Understanding cyber-security and being aware of technology risks is everyone's responsibility.

Security Awareness Training

Security awareness training is an important part of UNC Charlotte’s IT security and compliance program. Employees have access to information and data that may be confidential or sensitive in nature; therefore, it is important to know how to safeguard that information. The online Security Awareness training is designed to raise awareness about information security, good information security practices, and related university IT policies. The online, video-based training is comprised of 13 core modules, ranging from 1 to 5 minutes each and will take about 45 minutes to complete. Videos can be viewed individually as time permits and closed captioning is available. 

All employees are encouraged to take this training. Security Awareness Training FAQ.

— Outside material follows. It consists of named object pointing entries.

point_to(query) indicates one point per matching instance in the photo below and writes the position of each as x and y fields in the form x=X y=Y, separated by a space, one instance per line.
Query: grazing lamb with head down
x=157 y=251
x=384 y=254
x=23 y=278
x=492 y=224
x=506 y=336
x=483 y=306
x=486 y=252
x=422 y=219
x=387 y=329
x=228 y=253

Report Phishing and Spam Emails

Phishing is a type of spam email that maliciously attempts to capture login credentials or other sensitive information. Be skeptical and look for these warning signs:

  • The message asks you to update, confirm or reveal personally identifiable information such as your username and password.
  • The message creates a sense of urgency.
  • The message has an unusual “From” address.
  • When hovering over a link in the email it doesn’t match the URL or website address it allegedly represents.
  • There are grammatical errors or awkwardly phrased language.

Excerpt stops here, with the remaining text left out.